Sob a costura de datas e registros dos jornais, o autor monta a história a partir de um tio materno de Jesuíno como fio do novelo que desenrolou na sua entrada no cangaço. José Brilhante de Alencar Souza, o Cabé, era cangaceiro. Com o casamento da irmã, Cabé veio da Paraíba para o Rio Grande do Norte e se instalou na fazenda Cajueiro, próximo ao “Tuiuiú”, a fazenda do pai de Jesuíno de quem agora era cunhado. O tio é peça dessa história de desavenças familiares dos Alves de Melo e os Limões a entrada de Jesuíno no cangaço com o assassinato de Honorato Limão, numa bodega em Patu.
Foi Cabé quem também descobriu na cidade de Maioridade (antiga Martins) a “Casa de Pedra”, local que veio a se tornar o refúgio famoso de Jesuíno Brilhante. Como tudo que diz respeito a Jesuíno Brilhante, também sua morte é controversa, explica o autor no capítulo “O Fim”:
Morreu no Riacho dos Porcos, município de Brejo do Cruz, Paraíba, em dezembro de 1879, quando viajava na companhia de seus dois irmãos e demais membros de seu bando, e foi surpreendido pela Polícia paraibana guiada pelo Cabo Pedro Limão. João Brilhante, seu irmão, o sepultou em um local chamado “Palha”. Os emboscadores, no entanto, não levaram o corpo e anos depois sua caveira é levada por um líder político mossoroense, doada a uma escola e depois levada pelo Interventor Rafael Fernandes Gurjão ao médico psiquiatra Juliano Moreira, no Rio de Janeiro. E não se sabe mais dela.
Explicando
No filme de William Cobbett, vemos que o diretor usou uma licença poética para explicar a entrada de Jesuíno no cangaço. “Não foi para vingar a morte do irmão, mas qualquer que tenha sido o motivo, podemos situar como consequência de uma época de um código de honra brutal típico do sertão arcaico e das relações políticas existentes naquele período”.
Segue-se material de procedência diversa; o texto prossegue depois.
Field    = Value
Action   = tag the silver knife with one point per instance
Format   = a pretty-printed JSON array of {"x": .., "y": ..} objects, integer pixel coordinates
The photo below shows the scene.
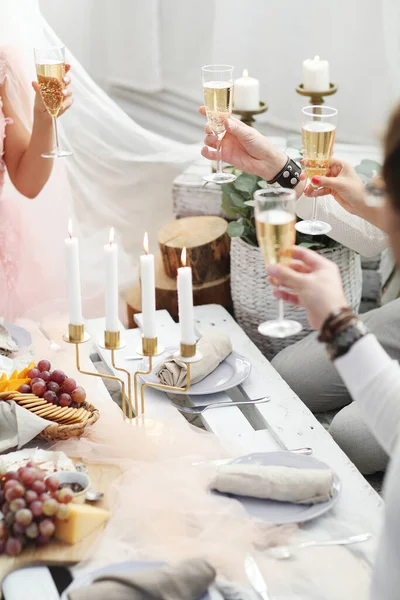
[{"x": 255, "y": 577}]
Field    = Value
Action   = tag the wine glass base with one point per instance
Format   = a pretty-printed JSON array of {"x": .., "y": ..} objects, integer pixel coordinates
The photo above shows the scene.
[
  {"x": 57, "y": 154},
  {"x": 280, "y": 328},
  {"x": 220, "y": 178},
  {"x": 313, "y": 227}
]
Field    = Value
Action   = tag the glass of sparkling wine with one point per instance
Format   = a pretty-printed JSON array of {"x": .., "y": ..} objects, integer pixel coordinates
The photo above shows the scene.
[
  {"x": 318, "y": 134},
  {"x": 50, "y": 70},
  {"x": 218, "y": 97},
  {"x": 275, "y": 219}
]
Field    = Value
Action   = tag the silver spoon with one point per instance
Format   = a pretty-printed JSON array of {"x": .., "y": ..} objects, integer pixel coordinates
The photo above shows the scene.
[{"x": 283, "y": 552}]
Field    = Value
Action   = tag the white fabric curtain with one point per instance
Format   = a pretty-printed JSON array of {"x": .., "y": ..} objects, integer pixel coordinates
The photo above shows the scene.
[{"x": 161, "y": 44}]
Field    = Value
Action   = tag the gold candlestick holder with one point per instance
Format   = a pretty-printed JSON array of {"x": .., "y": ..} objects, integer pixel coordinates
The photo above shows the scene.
[
  {"x": 317, "y": 98},
  {"x": 247, "y": 116},
  {"x": 76, "y": 335},
  {"x": 188, "y": 354}
]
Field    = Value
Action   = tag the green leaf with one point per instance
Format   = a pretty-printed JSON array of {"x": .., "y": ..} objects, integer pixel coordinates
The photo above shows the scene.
[
  {"x": 235, "y": 229},
  {"x": 246, "y": 182}
]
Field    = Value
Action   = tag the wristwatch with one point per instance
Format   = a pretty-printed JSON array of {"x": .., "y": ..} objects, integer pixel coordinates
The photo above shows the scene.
[{"x": 288, "y": 176}]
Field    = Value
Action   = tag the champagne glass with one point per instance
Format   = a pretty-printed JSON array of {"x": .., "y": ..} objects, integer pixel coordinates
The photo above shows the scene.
[
  {"x": 275, "y": 219},
  {"x": 318, "y": 133},
  {"x": 50, "y": 70},
  {"x": 218, "y": 97}
]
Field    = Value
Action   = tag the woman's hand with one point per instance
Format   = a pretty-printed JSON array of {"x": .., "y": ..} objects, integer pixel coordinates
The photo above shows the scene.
[
  {"x": 343, "y": 183},
  {"x": 40, "y": 109},
  {"x": 313, "y": 282},
  {"x": 245, "y": 148}
]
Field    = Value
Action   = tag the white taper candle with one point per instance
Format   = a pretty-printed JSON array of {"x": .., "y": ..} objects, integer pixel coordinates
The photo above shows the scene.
[
  {"x": 111, "y": 283},
  {"x": 148, "y": 291},
  {"x": 185, "y": 301},
  {"x": 73, "y": 278}
]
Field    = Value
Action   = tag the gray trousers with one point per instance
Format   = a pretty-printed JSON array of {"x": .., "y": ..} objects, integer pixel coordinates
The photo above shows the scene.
[{"x": 315, "y": 380}]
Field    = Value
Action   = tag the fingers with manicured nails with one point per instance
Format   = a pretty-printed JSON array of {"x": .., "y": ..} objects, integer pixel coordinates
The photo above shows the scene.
[
  {"x": 310, "y": 258},
  {"x": 208, "y": 153},
  {"x": 286, "y": 296}
]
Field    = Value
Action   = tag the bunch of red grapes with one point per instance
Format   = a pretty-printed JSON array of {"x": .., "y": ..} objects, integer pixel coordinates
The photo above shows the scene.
[
  {"x": 29, "y": 505},
  {"x": 53, "y": 386}
]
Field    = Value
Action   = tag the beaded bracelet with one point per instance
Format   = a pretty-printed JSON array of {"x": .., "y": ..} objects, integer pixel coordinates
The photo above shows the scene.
[{"x": 341, "y": 331}]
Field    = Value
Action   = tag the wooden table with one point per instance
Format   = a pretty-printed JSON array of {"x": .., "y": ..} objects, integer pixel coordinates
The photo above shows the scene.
[{"x": 282, "y": 423}]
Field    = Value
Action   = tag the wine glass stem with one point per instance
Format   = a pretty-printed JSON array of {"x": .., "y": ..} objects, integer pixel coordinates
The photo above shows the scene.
[
  {"x": 56, "y": 141},
  {"x": 281, "y": 310},
  {"x": 219, "y": 154}
]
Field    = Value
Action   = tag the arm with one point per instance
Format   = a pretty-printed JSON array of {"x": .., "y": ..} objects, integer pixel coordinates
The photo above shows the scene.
[
  {"x": 373, "y": 380},
  {"x": 22, "y": 151},
  {"x": 28, "y": 171},
  {"x": 349, "y": 229}
]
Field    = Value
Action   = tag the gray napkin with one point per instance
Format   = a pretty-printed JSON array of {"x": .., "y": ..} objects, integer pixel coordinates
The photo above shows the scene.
[
  {"x": 188, "y": 580},
  {"x": 214, "y": 347},
  {"x": 284, "y": 484}
]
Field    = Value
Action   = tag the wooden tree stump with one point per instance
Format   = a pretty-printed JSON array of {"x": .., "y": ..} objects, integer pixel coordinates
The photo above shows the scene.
[
  {"x": 207, "y": 243},
  {"x": 213, "y": 292}
]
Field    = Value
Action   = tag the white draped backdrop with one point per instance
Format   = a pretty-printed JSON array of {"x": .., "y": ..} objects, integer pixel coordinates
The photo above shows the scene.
[{"x": 155, "y": 45}]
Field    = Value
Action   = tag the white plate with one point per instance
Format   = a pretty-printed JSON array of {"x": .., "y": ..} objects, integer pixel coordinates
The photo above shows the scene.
[
  {"x": 21, "y": 336},
  {"x": 285, "y": 512},
  {"x": 123, "y": 568},
  {"x": 230, "y": 373}
]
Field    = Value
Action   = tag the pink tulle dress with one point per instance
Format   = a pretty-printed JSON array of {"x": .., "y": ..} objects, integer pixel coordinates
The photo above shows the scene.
[{"x": 31, "y": 240}]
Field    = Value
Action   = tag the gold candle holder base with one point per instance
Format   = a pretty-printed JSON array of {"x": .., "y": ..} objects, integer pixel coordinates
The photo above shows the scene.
[
  {"x": 247, "y": 116},
  {"x": 76, "y": 335},
  {"x": 317, "y": 98},
  {"x": 189, "y": 349}
]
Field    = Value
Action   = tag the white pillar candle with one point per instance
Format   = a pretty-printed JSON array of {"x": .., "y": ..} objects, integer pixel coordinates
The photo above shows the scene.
[
  {"x": 316, "y": 75},
  {"x": 246, "y": 93},
  {"x": 73, "y": 278},
  {"x": 185, "y": 302},
  {"x": 111, "y": 283},
  {"x": 148, "y": 291}
]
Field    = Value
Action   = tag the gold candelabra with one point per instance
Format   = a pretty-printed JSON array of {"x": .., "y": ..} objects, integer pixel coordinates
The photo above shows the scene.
[
  {"x": 317, "y": 98},
  {"x": 247, "y": 116},
  {"x": 76, "y": 335},
  {"x": 188, "y": 354}
]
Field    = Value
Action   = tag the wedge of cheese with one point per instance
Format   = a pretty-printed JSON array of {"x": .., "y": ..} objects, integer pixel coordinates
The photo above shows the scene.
[{"x": 82, "y": 521}]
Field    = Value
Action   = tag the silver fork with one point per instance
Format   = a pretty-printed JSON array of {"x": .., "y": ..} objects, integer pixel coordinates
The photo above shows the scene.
[
  {"x": 198, "y": 410},
  {"x": 54, "y": 347}
]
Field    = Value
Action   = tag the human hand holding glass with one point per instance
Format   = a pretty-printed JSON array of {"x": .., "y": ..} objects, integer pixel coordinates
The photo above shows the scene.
[
  {"x": 218, "y": 97},
  {"x": 50, "y": 70},
  {"x": 275, "y": 224},
  {"x": 318, "y": 135}
]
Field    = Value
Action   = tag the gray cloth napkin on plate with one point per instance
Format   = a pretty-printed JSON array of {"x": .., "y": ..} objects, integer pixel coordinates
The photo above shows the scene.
[
  {"x": 285, "y": 484},
  {"x": 214, "y": 347},
  {"x": 188, "y": 580}
]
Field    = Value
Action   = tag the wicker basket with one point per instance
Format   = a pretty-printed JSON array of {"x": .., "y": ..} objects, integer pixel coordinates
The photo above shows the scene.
[
  {"x": 253, "y": 301},
  {"x": 57, "y": 431}
]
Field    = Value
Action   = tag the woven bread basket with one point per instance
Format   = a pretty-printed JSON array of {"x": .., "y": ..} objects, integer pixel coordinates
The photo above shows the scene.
[
  {"x": 58, "y": 431},
  {"x": 253, "y": 300}
]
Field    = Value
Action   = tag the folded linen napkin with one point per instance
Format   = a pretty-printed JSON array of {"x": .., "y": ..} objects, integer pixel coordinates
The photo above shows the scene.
[
  {"x": 188, "y": 580},
  {"x": 18, "y": 426},
  {"x": 214, "y": 347},
  {"x": 285, "y": 484}
]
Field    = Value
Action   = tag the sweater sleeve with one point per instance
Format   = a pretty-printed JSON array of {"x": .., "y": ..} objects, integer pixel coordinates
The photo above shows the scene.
[
  {"x": 373, "y": 380},
  {"x": 351, "y": 231}
]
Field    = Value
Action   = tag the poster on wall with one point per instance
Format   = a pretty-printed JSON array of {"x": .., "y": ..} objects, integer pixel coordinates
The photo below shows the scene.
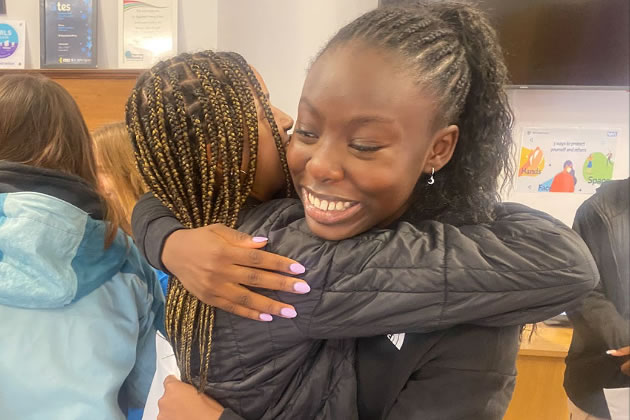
[
  {"x": 569, "y": 160},
  {"x": 12, "y": 44},
  {"x": 147, "y": 32},
  {"x": 68, "y": 33}
]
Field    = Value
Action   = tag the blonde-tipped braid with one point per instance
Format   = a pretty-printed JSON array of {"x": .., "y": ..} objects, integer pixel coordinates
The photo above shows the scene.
[{"x": 189, "y": 119}]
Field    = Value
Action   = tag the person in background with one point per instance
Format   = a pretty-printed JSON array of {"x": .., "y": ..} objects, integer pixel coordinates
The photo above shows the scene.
[
  {"x": 122, "y": 186},
  {"x": 118, "y": 176},
  {"x": 79, "y": 305},
  {"x": 602, "y": 322}
]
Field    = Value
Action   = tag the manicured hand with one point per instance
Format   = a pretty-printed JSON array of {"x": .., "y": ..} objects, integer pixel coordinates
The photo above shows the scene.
[
  {"x": 215, "y": 262},
  {"x": 624, "y": 351},
  {"x": 182, "y": 402}
]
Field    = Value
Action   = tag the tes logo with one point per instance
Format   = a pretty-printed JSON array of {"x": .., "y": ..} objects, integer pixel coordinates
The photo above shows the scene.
[{"x": 64, "y": 7}]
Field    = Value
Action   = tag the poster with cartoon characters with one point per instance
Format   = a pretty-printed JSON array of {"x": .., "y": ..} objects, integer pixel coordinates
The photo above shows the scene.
[{"x": 570, "y": 160}]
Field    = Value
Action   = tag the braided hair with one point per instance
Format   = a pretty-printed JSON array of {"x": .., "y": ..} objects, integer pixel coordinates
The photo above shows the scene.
[
  {"x": 452, "y": 51},
  {"x": 189, "y": 119}
]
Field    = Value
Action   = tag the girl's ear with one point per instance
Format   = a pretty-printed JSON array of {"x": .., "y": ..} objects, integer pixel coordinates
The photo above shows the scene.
[{"x": 443, "y": 146}]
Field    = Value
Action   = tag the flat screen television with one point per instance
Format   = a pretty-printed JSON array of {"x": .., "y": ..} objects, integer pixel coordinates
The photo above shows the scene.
[{"x": 561, "y": 43}]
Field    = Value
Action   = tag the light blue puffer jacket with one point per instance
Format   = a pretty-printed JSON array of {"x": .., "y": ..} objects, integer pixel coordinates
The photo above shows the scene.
[{"x": 77, "y": 321}]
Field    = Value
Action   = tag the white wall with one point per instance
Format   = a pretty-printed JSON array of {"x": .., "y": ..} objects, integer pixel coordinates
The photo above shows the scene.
[
  {"x": 197, "y": 24},
  {"x": 279, "y": 37},
  {"x": 570, "y": 108}
]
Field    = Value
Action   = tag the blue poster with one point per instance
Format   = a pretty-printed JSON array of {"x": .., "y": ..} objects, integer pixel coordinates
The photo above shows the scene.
[{"x": 68, "y": 33}]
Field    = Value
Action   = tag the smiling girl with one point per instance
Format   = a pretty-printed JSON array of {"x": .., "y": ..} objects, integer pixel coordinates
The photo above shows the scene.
[{"x": 402, "y": 118}]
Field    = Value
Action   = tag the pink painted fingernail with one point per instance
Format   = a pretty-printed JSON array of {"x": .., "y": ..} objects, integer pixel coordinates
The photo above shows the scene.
[
  {"x": 288, "y": 313},
  {"x": 266, "y": 317},
  {"x": 301, "y": 287},
  {"x": 297, "y": 268}
]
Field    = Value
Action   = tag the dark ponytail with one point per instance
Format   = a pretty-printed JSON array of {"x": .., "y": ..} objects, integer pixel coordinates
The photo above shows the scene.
[{"x": 455, "y": 55}]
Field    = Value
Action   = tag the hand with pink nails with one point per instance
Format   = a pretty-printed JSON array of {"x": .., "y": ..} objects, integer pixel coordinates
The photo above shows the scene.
[{"x": 215, "y": 262}]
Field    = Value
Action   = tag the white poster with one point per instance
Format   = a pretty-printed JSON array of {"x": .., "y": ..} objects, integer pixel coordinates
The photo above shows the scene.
[
  {"x": 147, "y": 32},
  {"x": 12, "y": 44},
  {"x": 570, "y": 160}
]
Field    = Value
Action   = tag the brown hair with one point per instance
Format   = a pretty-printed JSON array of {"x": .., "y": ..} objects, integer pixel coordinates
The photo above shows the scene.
[
  {"x": 115, "y": 158},
  {"x": 178, "y": 110},
  {"x": 41, "y": 126}
]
Já sobre Câmara Cascudo ter reforçado a lenda do gentil-homem cangaceiro, o autor explica que “existiam laços de amizades entre a sua família de Caraúbas e a família de Jesuíno Brilhante. Ele tinha um carinho pela história desse cangaceiro. Cascudo se apegou as histórias que chegavam aos seus ouvidos dizendo sobre as ações meritórias e heroicas do cangaceiro”.
Quanto à tentativa de criar um estado paralelo livre de coronéis, para o autor é “uma história infundada, pois não existe nenhum registro que possa sequer sugerir a existência desse estado paralelo sertanejo ou de uma sociedade livre de coronéis”, contou.
Honorio de Medeiros é escritor e advogado, bacharel em ciências jurídicas e sociais pela UFRN, Mestre em direito e tem outros livros publicados em áreas como filosofia e direito.